Fur farming is sustainable agriculture at its best. We feed byproducts from the meat, fish and poultry industry and provide a high quality, natural clothing choice. Since the entire mink is used, our only byproduct is manure that is put on neighboring farmers’ corn and bean crops, which in turn is fed back to livestock to feed people, and their byproducts are fed back to the mink. Mink can continue to be bred year after year with virtually no impact on the earth.
Do you consider yourself an environmentalist?
I prefer to call myself a conservationist.
Are your farming aspirations beyond the family business, or do you like it small?
We credit a lot of our success to being a small family farm, and as long as it remains economically viable, we have no desire to grow beyond that.
Can you describe any specific problems you’ve had with animal rights activists?
In October of 1997 our farm was raided by the ALF (Animal Liberation Front). They released about 4,000 mink and about 400 of those were killed by traffic, as we live near a highway. The rest were returned to their pens. Several hundred thousand dollars of damage occurred. The Fur Commission produced a press release from this incident.
Do you think the fur industry is appealing to the natural, green consumer market?
Definitely.
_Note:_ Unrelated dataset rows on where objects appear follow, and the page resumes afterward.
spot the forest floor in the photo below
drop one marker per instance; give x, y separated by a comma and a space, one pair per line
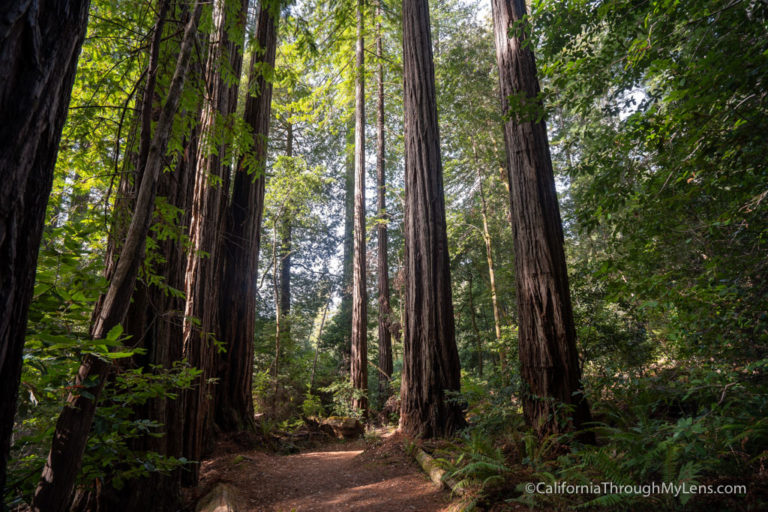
333, 475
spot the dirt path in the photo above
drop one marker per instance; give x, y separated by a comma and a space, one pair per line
336, 476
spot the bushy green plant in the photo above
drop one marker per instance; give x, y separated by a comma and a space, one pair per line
343, 393
312, 406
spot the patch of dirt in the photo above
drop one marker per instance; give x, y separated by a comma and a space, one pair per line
336, 475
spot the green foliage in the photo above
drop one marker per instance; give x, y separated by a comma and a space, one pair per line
343, 393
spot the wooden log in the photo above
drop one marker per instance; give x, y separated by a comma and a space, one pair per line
222, 498
435, 472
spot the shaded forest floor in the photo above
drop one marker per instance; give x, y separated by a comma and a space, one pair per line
331, 475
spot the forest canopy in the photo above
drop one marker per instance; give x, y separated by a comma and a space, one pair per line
536, 229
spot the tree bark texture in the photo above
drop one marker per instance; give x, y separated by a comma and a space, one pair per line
155, 317
359, 359
54, 490
39, 47
430, 358
345, 308
385, 335
547, 337
209, 205
286, 242
234, 406
491, 269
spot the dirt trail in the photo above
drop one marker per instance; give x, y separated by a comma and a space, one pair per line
336, 476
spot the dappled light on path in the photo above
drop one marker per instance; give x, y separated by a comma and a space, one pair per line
332, 478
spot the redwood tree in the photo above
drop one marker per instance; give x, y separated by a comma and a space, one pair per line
385, 334
240, 251
39, 47
549, 362
74, 423
359, 359
430, 357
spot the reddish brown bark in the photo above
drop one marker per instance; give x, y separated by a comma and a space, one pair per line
39, 48
234, 407
430, 358
73, 425
209, 203
547, 337
359, 356
385, 335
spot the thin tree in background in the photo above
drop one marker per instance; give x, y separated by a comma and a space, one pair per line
385, 334
286, 242
549, 360
430, 357
74, 423
242, 241
359, 359
35, 89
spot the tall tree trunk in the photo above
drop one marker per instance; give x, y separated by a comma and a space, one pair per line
359, 359
385, 334
475, 330
278, 315
155, 317
491, 269
74, 423
317, 349
39, 47
286, 232
547, 337
241, 245
209, 205
430, 358
345, 308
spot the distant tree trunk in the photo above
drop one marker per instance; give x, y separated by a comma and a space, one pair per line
475, 330
317, 349
385, 335
207, 223
491, 269
547, 337
241, 245
39, 47
345, 308
278, 314
55, 487
430, 359
286, 232
359, 359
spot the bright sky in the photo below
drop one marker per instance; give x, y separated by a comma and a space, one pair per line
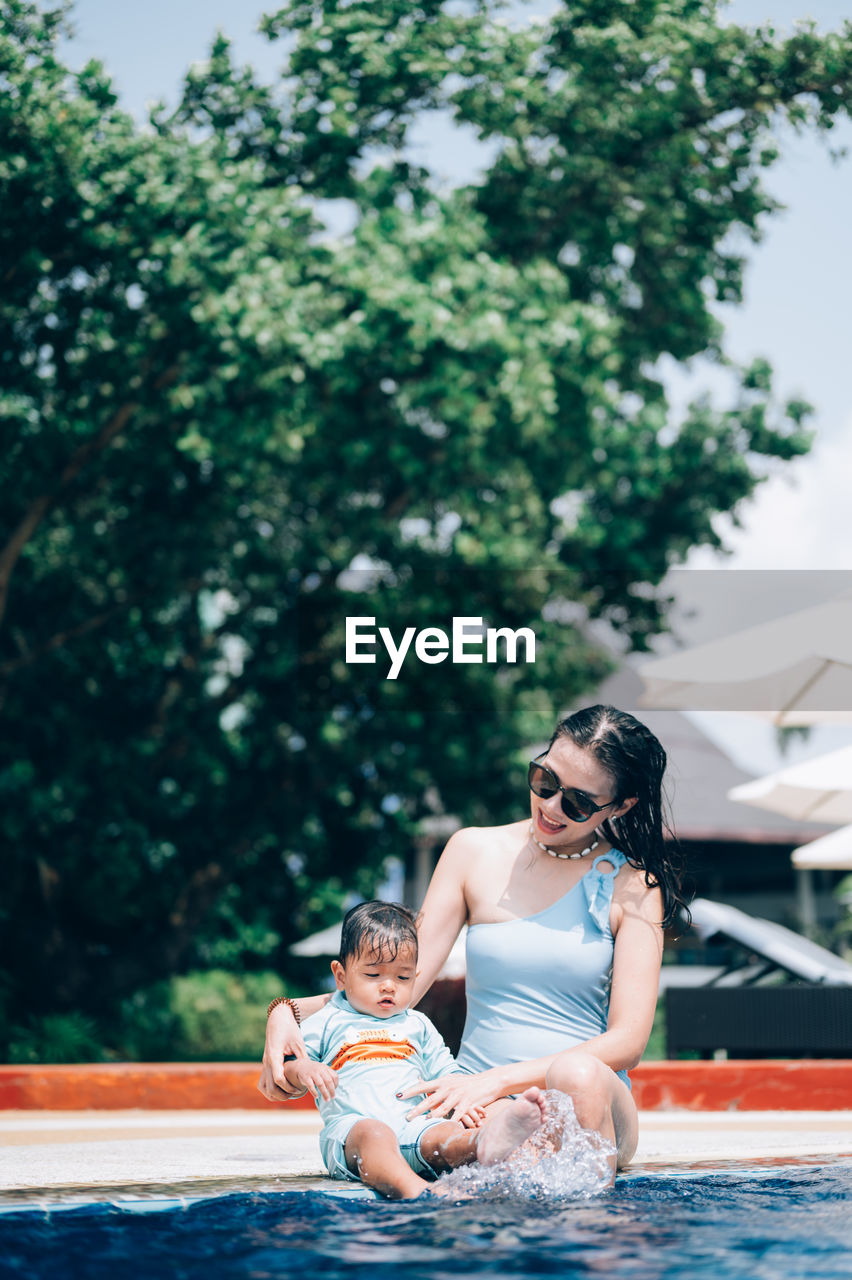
797, 287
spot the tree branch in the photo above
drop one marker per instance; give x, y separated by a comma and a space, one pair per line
39, 508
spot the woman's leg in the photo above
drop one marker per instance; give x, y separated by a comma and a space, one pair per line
601, 1101
372, 1153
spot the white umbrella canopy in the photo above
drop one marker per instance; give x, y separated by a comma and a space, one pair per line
829, 853
818, 790
797, 670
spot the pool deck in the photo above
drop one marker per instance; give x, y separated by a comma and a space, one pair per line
69, 1156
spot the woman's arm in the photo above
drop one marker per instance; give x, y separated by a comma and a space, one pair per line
636, 974
444, 912
284, 1040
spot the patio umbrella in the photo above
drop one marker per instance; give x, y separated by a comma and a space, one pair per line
829, 853
796, 668
818, 790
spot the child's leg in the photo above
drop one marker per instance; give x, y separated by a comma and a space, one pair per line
372, 1153
449, 1144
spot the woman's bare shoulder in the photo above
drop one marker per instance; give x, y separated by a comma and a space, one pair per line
632, 891
472, 840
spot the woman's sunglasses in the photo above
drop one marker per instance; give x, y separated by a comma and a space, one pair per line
575, 805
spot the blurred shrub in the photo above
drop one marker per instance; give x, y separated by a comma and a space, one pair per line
213, 1015
56, 1038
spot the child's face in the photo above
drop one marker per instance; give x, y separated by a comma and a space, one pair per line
378, 986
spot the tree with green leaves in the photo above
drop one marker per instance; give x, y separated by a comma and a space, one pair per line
228, 426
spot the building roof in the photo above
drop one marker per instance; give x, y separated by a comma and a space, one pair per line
700, 776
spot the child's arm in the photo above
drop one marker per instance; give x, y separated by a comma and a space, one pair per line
314, 1078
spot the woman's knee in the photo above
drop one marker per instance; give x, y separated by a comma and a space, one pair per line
578, 1074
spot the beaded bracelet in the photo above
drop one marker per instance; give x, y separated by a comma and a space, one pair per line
285, 1000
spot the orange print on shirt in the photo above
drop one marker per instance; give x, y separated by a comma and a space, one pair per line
378, 1048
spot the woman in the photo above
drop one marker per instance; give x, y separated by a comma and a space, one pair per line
566, 914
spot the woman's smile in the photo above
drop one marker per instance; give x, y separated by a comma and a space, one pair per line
546, 826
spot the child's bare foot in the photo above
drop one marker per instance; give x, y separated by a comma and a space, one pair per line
511, 1127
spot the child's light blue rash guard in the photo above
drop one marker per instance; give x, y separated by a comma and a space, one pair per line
540, 984
375, 1057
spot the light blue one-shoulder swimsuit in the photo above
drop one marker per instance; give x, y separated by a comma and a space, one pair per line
540, 984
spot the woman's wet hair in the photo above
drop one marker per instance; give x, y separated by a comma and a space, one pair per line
378, 931
636, 762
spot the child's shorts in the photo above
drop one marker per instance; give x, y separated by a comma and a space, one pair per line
408, 1136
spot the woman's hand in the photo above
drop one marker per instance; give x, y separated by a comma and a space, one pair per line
316, 1078
283, 1040
465, 1096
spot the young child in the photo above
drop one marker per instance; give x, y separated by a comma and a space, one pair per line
366, 1046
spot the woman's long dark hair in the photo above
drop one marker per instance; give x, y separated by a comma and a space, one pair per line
636, 760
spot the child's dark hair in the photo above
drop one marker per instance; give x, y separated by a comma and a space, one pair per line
635, 758
380, 929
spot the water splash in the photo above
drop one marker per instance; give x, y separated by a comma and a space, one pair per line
559, 1161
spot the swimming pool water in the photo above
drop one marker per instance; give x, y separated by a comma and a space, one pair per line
788, 1223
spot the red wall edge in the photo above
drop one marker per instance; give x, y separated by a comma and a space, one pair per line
732, 1086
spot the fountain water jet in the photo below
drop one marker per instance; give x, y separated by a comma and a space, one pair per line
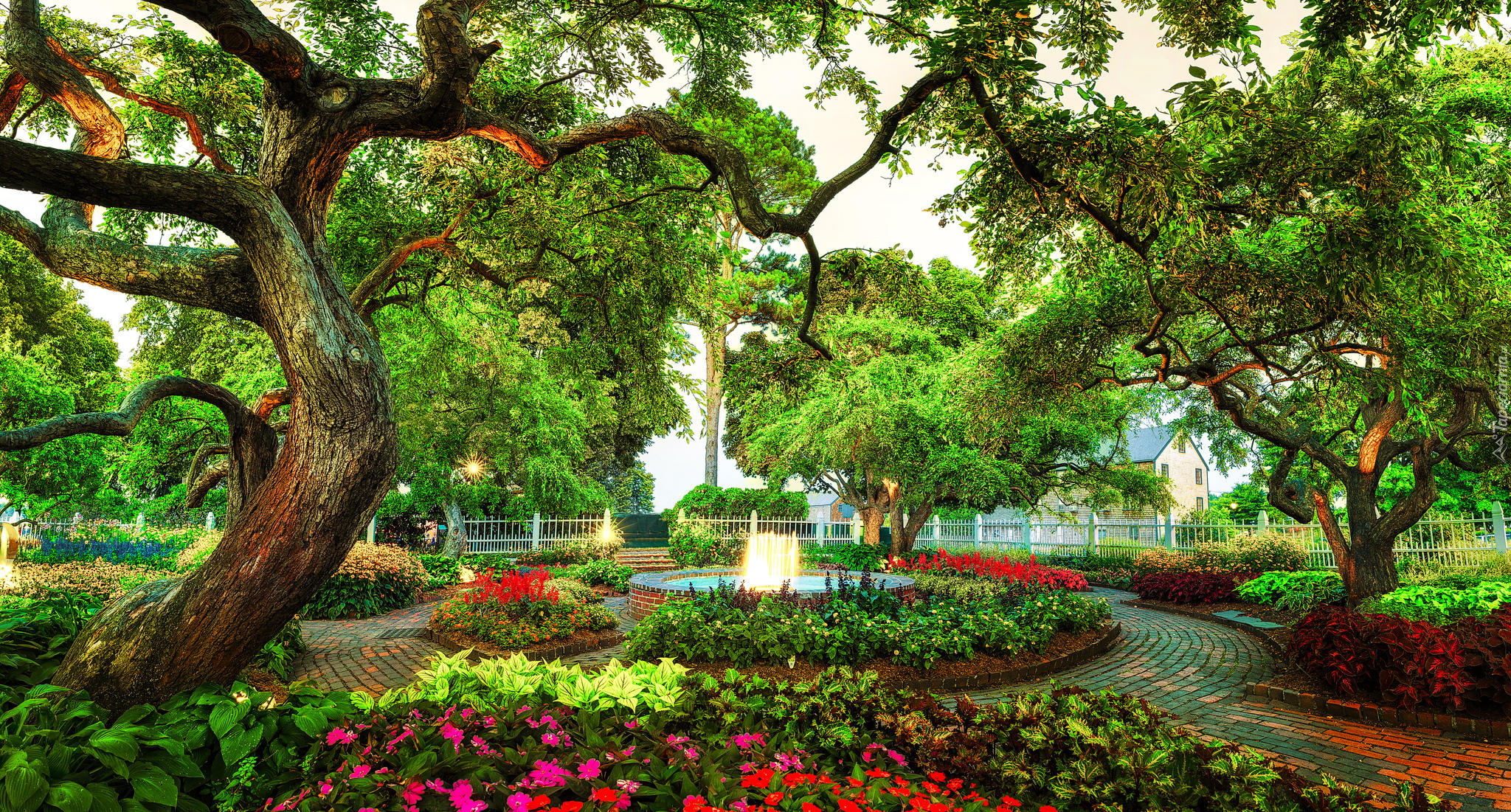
771, 561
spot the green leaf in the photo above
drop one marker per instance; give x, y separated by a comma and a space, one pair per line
117, 743
105, 799
153, 785
238, 744
21, 784
70, 797
226, 716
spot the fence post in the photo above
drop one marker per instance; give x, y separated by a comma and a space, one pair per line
1499, 521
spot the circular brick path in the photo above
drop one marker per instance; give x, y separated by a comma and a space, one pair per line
1186, 666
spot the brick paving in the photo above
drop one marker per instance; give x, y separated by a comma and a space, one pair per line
1188, 667
1197, 670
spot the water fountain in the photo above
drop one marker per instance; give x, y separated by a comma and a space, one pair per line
771, 561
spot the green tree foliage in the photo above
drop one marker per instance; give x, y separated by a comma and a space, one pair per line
898, 423
1316, 271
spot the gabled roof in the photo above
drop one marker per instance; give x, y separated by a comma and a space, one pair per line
1149, 444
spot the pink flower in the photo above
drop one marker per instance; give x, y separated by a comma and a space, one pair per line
463, 800
547, 773
452, 734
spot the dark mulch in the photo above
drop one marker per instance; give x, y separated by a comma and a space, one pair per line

Fur, as a clothing choice is a very earth-friendly product. That should appeal to natural-loving consumers.
Buhl-Frye is a family business that proves animal farming in an admirable, ethical profession that can be profitable. The point is, businesses that benefit from animals are expected to preserve habitats, not disturb natural productivity. And modern society wants the animals we use to be treated with care, whether they are financial assets or not.
If you want to effectively help animals with your money, investigate before you donate or buy products. Make sure funds are applied directly to the care of animals, not just offices or personnel for a group that is promoting a specific agenda.
The article uses excerpts from an article by Deli Montgomery, Environmental Fashion Consultant, first appeared in Chevy Chaser Magazine (Lexington, KY), November 2001.